Car Talk: Could vehicles communicate to prevent crashes?

“Honk! Beep!”

Drivers are familiar with the sound of a vehicle’s horn blaring to get another driver’s attention. But what if the vehicles themselves were part of that communication process? And what if they could actually communicate with each other to keep us safe?
A recent proposal by the U.S. Department of Transportation could do exactly that. Late last year, Secretary of Transportation, Anthony Foxx announced that the department would advance efforts to make vehicle-to-vehicle (V2V) communication a reality.

According to the U.S. Department of Transportation’s press release, Foxx said that the U.S. DOT is carrying the ball as far as they need to ensure that lives are saved and this transportation technology could make a huge difference.

“This long promised V2V rule is the next step in that progression,” Foxx said. “Once deployed, V2V will provide 360-degree situational awareness on the road will help us enhance vehicle safety.”

The new proposed rule would mean that all newer light vehicles would be need to be manufactured with V2V technologies and automakers would be required to ensure that the vehicles would be able to communicate universally through standardized messaging.

 “V2V devices would use the dedicated short range communications (DSRC) to transmit data, such as location, direction and speed, to nearby vehicles.” The press release said. “That data would be updated and broadcast up to 10 times per second to nearby vehicles, and using that information, V2V-equipped vehicles can identify risks and provide warnings to drivers to avoid imminent crashes.

Of the many uses, this technology could provide the driver with much needed information about how safe it is to pass on a two-lane highway and if there is any on-coming traffic that is hard to see. Other situations where it could help are if it would be safe to make a left-handed turn or if another vehicle is close enough to cause a collision.

While this technology could be introduced to newer cars in the near future, there are a few steps that need happen before we will be seeing cars with this feature.

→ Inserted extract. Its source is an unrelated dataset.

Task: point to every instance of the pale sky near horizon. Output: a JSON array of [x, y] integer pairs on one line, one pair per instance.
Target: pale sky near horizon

What do you think? Would you be willing to drive a vehicle that can communicate with other cars around it? Let us know in the comments. 

1 comment:

  1. If my car could tell the other car that it is exceeding the speed limit and what it SHOULD be going - and hopefully have the other car say "oh, I'm sorry - I'll slow down right now - thank you", then I would be a happy driver and not worry about getting where I'm going.